Text messages are ‘a goldmine to exploit’ for the NSA

Friday, January 17, 2014
By Paul Martin

By Chris Smith
Yahoo.com
Jan. 17, 2013

The National Security Agency (NSA) has the ability of collecting SMS text messages and related data in bulk from around the world, a new The Guardian report shows, based on documentation obtained from NSA whistleblower Edward Snowden. According to an internal NSA presentation from April 2011, the company was able to gather almost 200 million text messages a day from across the world that month. In addition to actual SMS messages, the Dishfire program collected “pretty much everything it can,” according to documents from British spy agency GCHQ.

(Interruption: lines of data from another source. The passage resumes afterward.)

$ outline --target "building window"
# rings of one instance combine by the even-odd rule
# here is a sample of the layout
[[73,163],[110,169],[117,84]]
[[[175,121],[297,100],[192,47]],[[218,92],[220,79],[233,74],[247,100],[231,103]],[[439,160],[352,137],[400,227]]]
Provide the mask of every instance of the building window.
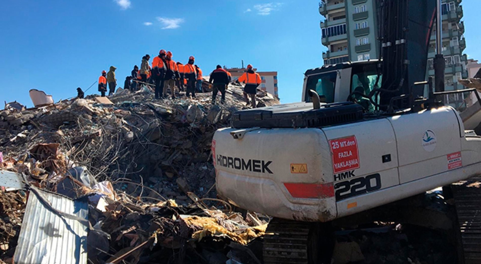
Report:
[[459,46],[459,40],[457,37],[453,37],[451,41],[451,46]]
[[363,37],[361,38],[358,38],[356,40],[356,46],[360,46],[361,45],[365,45],[366,44],[369,44],[369,38],[367,37]]
[[455,55],[453,57],[453,59],[455,64],[461,64],[461,57],[459,55]]
[[456,9],[456,5],[454,2],[449,2],[449,3],[443,3],[441,4],[441,12],[443,15],[445,15],[451,11],[454,11]]
[[322,37],[332,37],[346,34],[346,24],[341,24],[322,29]]
[[357,6],[354,7],[354,13],[357,14],[357,13],[365,12],[366,10],[367,10],[367,8],[366,5]]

A presentation subtitled “SMS Text Messages: A Goldmine to Exploit,” describes the scope of Dishfire and reveals a “Prefer” program that can conduct an automated analysis of the obtained communications in search for relevant data. In addition to the almost 200 million text messages collected per day, the NSA was able to collect each day more than 5 million missed-call alerts that can be used to map someone’s social network and contact habits, over 1.6 million border crossing from roaming alerts, over 110,000 names from electronic business cards including images, over 800,000 financial transactions including text-to-text payments and credit cards, over 76,000 geolocation data including route requests and meetings set ups, and travel data including cancellations and airplane delays.

The presentation reveals that “such gems are not in current metadata stores and would enhance current analytics.” The NSA has apparently collected only data from international users, discarding data related to U.S. citizens.